23 de junio de 2011. 3.00 horas


Y entonces sus ojos se abrieron en una habitación que no reconoció y fijaron la mirada en el techo blanco. La sensación de frío se extendió rápidamente por su piel perlada de sudor. Respiraba como si estuviera exhalando sus últimos suspiros.

La cama en la que se encontró metido era enorme. Y la habitación donde se hallaba, vasta. Sus constantes vitales estaban siendo registradas por hileras de dispositivos colocados en el interior de una especie de tienda de campaña de plástico precintada, que constituía un refugio interior dentro de la espaciosa habitación donde él estaba muriendo.

Más allá de la tienda de campaña de plástico, alguien arañaba la puerta de la habitación desde el exterior, y ésta vibraba con los golpes que le propinaban, como si un perro estuviera empujando una puerta cerrada con la cabeza.

El maltrecho cuero cabelludo le ardía sobre la almohada. Levantó la cabeza y descubrió que sus extremidades consistían en unos palos sucios que yacían relajados y sin fuerzas sobre las sábanas blancas y limpias. Una bata de seda roja le envolvía el cuerpo delgado, pero estaba abierta, de un modo informal, a la altura del cuello. Sus pies y manos, grandes y huesudos, estaban repletos de tubos intravenosos sujetos con cinta adhesiva al pergamino azulado que en otro tiempo había sido su piel. Sus magníficos genitales se habían marchitado hasta convertirse en un nudo. Y respiraba anhelosamente, como un niño asmático, con una máscara de oxígeno que transportaba el aire por encima del cráneo descarnado que albergaba su cerebro. Encima de la máscara, sus ojos lechosos miraban detenidamente y sin pestañear la figura que tenía más allá de los pies marchitos.

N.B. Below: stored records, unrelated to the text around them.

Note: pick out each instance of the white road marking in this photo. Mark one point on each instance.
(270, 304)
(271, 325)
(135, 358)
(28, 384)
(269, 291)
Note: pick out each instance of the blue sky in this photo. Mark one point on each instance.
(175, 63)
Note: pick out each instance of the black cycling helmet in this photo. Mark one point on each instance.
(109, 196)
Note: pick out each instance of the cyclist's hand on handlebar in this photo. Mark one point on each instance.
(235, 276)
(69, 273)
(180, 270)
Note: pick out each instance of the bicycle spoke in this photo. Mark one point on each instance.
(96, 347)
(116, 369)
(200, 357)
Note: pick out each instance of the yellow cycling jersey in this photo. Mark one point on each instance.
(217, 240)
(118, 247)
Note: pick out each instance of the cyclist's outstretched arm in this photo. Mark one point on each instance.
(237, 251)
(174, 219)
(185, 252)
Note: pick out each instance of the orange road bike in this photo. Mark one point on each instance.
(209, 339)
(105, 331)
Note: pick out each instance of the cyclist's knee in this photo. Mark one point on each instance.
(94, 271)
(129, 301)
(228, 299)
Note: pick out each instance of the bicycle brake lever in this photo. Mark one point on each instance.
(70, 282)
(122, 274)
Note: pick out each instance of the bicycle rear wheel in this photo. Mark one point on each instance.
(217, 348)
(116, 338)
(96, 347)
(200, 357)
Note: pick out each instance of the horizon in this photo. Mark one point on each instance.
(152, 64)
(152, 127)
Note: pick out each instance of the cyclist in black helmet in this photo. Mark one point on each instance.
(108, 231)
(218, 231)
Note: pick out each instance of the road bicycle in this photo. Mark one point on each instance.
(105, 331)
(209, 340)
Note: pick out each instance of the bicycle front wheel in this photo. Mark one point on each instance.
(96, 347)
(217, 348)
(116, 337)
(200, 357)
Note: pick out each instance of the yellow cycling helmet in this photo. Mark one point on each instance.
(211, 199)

Se veía a sí mismo a los pies de la cama. Aquellos eran sus ojos verdes y su cabello negro y enmarañado; sus hombros, más corpulentos de lo que creía; sus tatuajes de dados llameantes y pin-ups con pistolas en sus bíceps; su cintura estilizada, porque nunca comía como era debido y fumaba demasiado; sus largas piernas, tan rectas enfundadas en unos vaqueros negros ceñidos con su cinturón con la hebilla en forma de la cruz de Malta.

Desde la cama, desde debajo del plato de espaguetis que eran los tubos intravenosos y los murmullos de la bomba del corazón, más allá de los anhelos y los jadeos que chocaban con la máscara de caucho, se vio a sí mismo. A un yo separado de él apostado a sus pies con la espalda más recta que nunca, una postura que no podía atribuirse cuando era él quien ocupaba aquel cuerpo; un cuerpo en el que había nacido y que había crecido con él. Y su querido rostro nunca había tenido una expresión de tanta maldad, de tanta crueldad, de tanta suficiencia mientras lo miraba con lascivia, a él, que yacía postrado en un estado lamentable en una cama de hospital.

Dominado por el pánico, revolvió y manoseó las finas sábanas y la bata roja. Intentó incorporarse. Vio que la figura sonreía al otro lado de sus pies antes de darse media vuelta y alejarse, dejándolo allí como un montón de ramitas enfermas e inservibles, resucitado artificialmente y ya con las horas contadas en este mundo.

Los arañazos de objetos afilados en la puerta de madera se intensificaron, revelando ansia por entrar.

Kyle se despertó en la oscuridad pidiendo auxilio a Dios. Abrió completamente los ojos, todavía incapaces de ver. Levantó la cabeza de las almohadas. La habitación olía a cigarrillos y a sudor, a whisky y a grasa de pollo absorbida por una caja de cartón.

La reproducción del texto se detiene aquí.